EPÍLOGO

UN día de primavera en que estaban en el manzanal de Gastizar madama Aristy, las señoritas de Belsunce, madama Luxe, Larresore y Darracq, Miguel dijo:

—La verdad es que falta algo a nuestra torre de Gastizar sin la veleta. Yo siento la nostalgia de verla. Si pusiéramos de nuevo el dragón ¿qué les parecería a ustedes?

—¿El dragón? —dijo con asombro la señorita de Belsunce.

—¡Poner la veleta! —exclamó madama Aristy casi colérica—. ¡Qué disparate! ¡Jamás!

—¡Ah!, ¿pero tú crees…?

—Yo no creo nada; pero lo que te digo es que no se pone la veleta.

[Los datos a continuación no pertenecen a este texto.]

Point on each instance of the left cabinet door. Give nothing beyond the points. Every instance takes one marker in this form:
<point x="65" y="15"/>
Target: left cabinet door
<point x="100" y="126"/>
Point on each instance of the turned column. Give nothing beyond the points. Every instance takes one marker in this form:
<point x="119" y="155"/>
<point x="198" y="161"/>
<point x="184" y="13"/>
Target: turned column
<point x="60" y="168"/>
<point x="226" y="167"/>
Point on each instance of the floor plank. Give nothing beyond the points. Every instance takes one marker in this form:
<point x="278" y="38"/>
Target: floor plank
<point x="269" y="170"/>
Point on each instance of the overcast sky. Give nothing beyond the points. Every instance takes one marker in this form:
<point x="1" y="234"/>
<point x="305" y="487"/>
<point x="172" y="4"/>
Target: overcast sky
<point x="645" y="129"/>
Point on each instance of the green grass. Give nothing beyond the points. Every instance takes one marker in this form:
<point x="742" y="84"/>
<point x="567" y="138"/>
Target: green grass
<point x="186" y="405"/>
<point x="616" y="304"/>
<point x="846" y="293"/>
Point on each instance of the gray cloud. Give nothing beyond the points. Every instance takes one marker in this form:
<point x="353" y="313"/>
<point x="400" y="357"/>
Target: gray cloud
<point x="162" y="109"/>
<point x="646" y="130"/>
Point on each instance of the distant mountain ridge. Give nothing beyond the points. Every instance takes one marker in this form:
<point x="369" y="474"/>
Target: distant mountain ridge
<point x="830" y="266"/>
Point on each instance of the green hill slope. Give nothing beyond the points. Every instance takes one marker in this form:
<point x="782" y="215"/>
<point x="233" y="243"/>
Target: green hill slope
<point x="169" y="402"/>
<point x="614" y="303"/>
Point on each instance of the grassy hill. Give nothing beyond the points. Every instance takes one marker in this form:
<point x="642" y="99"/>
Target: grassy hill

Todos afirmaron que era una imprudencia, una provocación instalar la veleta, y madama de Aristy llegó a asegurar que si se hablaba más de esto cogería el artefacto de hierro y lo echaría al río.

La gente del pueblo estuvo también de acuerdo. Era una imprudencia el poner el malvado y nefasto dragón en la torre.

Aquel viejo basilisco de la veleta de Gastizar les parecía a todos un auxiliar del destino adverso, una de aquellas esfinges de una fauna desaparecida que no anunciaban más que calamidades.

En Gastizar y en Ustaritz estaban contentos después de la caza del dragón. Ya no pasaba nada en el pueblo. La rueda de la existencia oscura seguía girando constantemente: Nacer, vivir, morir. Nacer, vivir, morir…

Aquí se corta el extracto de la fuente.